Le Chatelier’s Principle
The French chemist Henri Louis Le Chatelier stated a principle in 1884: if a system at equilibrium is subjected to a change, the system will respond in the direction that partially opposes the change. This is sometimes called the “system fights back” rule. It allows us to predict qualitatively how equilibrium will shift in response to outside stresses.
| Change applied | Direction of shift | Effect on Kc |
|---|---|---|
| Increase concentration of reactant | Forward (toward products) | No change |
| Decrease concentration of reactant | Reverse (toward reactants) | No change |
| Increase concentration of product | Reverse | No change |
| Increase pressure (gas reaction) | Toward side with fewer moles of gas | No change |
| Decrease pressure (gas reaction) | Toward side with more moles of gas | No change |
| Increase temperature (exothermic reaction) | Reverse (endothermic direction) | Decreases |
| Increase temperature (endothermic reaction) | Forward | Increases |
| Add a catalyst | No shift | No change |
Concentration Changes
Adding more of a reactant increases the rate of the forward reaction momentarily. The system responds by producing more product until a new equilibrium is reached. At the new equilibrium, the concentration of all species is different from before, but Kc has the same value (because temperature is unchanged). Removing a product has the same effect as adding a reactant — the system shifts forward to replace the removed product. Industrial processes often continuously remove products to drive the equilibrium as far forward as possible.

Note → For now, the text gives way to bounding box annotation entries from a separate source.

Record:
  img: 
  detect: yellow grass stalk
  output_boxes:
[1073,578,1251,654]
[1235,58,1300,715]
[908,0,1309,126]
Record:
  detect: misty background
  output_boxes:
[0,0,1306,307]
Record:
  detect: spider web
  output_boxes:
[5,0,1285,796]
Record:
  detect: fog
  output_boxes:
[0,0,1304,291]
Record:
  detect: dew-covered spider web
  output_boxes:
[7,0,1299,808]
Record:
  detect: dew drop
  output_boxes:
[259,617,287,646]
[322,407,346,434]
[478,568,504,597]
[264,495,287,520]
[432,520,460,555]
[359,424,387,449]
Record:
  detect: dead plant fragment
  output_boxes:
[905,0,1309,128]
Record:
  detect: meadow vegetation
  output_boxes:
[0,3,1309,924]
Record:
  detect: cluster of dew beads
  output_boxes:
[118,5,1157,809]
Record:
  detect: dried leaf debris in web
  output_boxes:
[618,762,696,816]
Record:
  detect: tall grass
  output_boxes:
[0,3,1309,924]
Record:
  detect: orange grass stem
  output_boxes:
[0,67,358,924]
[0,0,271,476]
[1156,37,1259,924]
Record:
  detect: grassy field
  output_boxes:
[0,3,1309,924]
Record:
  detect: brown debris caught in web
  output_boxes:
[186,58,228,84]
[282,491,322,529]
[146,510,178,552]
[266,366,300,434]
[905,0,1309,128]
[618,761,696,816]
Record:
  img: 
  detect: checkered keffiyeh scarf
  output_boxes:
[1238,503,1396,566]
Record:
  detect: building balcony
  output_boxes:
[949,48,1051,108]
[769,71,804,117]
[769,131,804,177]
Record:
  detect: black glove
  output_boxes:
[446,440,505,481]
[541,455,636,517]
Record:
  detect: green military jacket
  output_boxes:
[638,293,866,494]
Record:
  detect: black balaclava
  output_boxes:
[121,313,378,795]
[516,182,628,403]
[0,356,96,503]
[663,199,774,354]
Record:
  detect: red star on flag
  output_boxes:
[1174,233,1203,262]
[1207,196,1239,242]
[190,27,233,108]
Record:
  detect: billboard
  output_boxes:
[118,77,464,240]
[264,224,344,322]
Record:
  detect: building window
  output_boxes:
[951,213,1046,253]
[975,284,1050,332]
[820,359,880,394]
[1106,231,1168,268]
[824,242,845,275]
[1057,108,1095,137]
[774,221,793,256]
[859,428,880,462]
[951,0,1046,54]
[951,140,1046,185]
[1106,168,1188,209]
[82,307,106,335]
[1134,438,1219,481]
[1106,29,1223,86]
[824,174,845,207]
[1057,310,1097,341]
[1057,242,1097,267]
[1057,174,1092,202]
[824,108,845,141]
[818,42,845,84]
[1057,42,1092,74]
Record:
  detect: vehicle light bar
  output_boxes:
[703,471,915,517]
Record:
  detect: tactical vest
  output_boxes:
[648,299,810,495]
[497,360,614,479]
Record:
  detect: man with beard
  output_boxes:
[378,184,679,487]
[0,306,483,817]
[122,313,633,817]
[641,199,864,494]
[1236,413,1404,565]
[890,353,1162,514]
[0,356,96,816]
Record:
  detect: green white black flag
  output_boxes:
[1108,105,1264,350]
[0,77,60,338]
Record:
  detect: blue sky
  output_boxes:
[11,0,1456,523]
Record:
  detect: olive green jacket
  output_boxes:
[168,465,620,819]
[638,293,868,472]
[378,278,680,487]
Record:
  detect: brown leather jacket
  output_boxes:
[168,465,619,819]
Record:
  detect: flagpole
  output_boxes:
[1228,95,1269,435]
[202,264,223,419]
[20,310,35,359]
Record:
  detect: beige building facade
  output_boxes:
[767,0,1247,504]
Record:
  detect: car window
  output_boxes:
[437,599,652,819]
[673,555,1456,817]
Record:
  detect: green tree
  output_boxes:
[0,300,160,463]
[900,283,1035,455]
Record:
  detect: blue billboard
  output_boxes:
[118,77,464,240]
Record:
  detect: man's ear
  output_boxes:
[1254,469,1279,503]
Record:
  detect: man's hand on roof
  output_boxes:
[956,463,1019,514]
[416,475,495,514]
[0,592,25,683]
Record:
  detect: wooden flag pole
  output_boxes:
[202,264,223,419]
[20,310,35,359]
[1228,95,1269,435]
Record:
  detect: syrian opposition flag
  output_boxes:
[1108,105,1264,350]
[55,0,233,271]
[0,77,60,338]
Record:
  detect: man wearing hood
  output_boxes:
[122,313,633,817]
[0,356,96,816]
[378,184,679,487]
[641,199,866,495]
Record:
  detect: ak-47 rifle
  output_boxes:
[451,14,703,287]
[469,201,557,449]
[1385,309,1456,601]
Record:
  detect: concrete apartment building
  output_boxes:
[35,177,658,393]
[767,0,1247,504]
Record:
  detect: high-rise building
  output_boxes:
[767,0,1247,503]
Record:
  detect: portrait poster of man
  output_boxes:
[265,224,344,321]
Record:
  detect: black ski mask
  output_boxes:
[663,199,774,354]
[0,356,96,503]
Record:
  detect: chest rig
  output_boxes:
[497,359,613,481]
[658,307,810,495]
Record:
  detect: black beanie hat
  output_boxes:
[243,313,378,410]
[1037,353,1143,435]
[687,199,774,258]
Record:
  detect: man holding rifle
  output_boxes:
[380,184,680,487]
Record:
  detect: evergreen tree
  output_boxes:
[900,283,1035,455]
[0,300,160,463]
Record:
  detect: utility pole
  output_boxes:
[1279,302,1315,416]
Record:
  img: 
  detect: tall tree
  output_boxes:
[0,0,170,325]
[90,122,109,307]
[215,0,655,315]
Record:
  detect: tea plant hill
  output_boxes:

Pressure Changes (Gas Equilibria)
Increasing pressure on a gas-phase equilibrium favours the side with fewer moles of gas. For the Haber process (N2(g) + 3H2(g) ⇌ 2NH3(g)), there are 4 moles of gas on the left and 2 on the right. Increasing pressure therefore shifts the equilibrium to the right, producing more ammonia. If both sides have equal moles of gas (as in H2 + I2 ⇌ 2HI), pressure changes do not shift the equilibrium at all.
Temperature Changes
Temperature is the one stress that actually changes the value of Kc. If the forward reaction is exothermic (releases heat, negative ΔH), treating heat as a product: raising temperature is like adding a product, shifting equilibrium to the left and decreasing Kc. Lowering temperature shifts it to the right, increasing Kc. For an endothermic forward reaction (positive ΔH), raising temperature favours more products and increases Kc.
This creates an industrial dilemma: for an exothermic reaction like the Haber process, a low temperature gives a high Kc (more ammonia at equilibrium) but a very slow rate. A compromise temperature of around 450°C and an iron catalyst are used — accepting a lower equilibrium yield in exchange for a commercially viable rate of production. Removing ammonia as it forms, and recycling unreacted gases, pushes conversion higher over time.
Summary
Dynamic equilibrium is reached in a closed system when the forward and reverse reaction rates are equal; concentrations become constant but are not necessarily equal. Kc quantifies the ratio of products to reactants at equilibrium and changes only with temperature. Le Chatelier’s principle predicts how concentration, pressure, and temperature changes shift the equilibrium position. These concepts are fundamental to understanding reaction types, industrial synthesis, and buffer systems in biology.